The most relevant economic literacy is not a training course, but an ongoing transparency of financial, marketing, and performance information shared with employees so they know how their personal choices impact business results.
The primary obstacle to a more active role for financial aid personnel in promoting financial literacy is the demand on staff time that is associated with administration of financial aid programs.
Most of my time is spent conducting seminars for student organizations and groups on basic money management such as budgeting, saving, responsible credit card use, building a good credit history/credit score, protecting personal information, and responsible student loan borrowing. In addition, I do one-on-one financial counseling sessions with students and am also available to meet with staff.

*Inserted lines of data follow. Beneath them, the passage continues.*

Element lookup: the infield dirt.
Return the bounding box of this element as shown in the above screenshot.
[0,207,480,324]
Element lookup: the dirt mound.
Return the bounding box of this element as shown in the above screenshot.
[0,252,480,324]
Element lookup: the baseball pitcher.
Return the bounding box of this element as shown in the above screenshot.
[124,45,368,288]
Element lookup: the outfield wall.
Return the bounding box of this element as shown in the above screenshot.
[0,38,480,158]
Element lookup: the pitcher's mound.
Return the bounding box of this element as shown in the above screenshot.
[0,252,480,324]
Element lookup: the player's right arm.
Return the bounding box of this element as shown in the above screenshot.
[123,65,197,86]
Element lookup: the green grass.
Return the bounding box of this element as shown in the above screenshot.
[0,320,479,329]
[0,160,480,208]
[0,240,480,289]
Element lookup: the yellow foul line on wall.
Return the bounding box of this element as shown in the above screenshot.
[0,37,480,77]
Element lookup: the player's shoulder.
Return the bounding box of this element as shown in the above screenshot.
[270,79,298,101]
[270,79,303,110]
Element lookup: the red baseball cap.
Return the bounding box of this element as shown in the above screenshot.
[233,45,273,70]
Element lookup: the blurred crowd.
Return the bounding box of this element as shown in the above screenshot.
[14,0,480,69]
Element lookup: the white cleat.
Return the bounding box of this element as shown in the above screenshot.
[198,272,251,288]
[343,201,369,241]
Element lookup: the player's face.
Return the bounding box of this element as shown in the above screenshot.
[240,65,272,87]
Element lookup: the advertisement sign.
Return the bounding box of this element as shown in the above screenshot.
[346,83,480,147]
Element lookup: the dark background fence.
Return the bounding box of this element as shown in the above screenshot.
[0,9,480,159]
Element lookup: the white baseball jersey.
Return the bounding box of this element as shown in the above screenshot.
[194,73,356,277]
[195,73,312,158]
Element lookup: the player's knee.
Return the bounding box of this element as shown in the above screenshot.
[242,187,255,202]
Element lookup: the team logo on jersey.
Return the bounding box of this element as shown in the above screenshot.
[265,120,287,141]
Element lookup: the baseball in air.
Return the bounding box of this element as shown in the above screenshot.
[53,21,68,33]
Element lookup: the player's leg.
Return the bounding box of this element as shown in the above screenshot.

Smaller organizations might look to outsource financial literacy training. For instance, several MOOCs (massive open online courses) offer courses in financial literacy that are either free or affordable enough to be subsidized by the organization. Enrollment in such courses can be rolled into new employment orientation sessions or current employees could be offered incentives for completing online courses.
How would we measure the impact of such programs? Do we expect an organizational benefit from such training? Defining how we will determine success would be important in terms of then deciding how to balance that with cost/investment.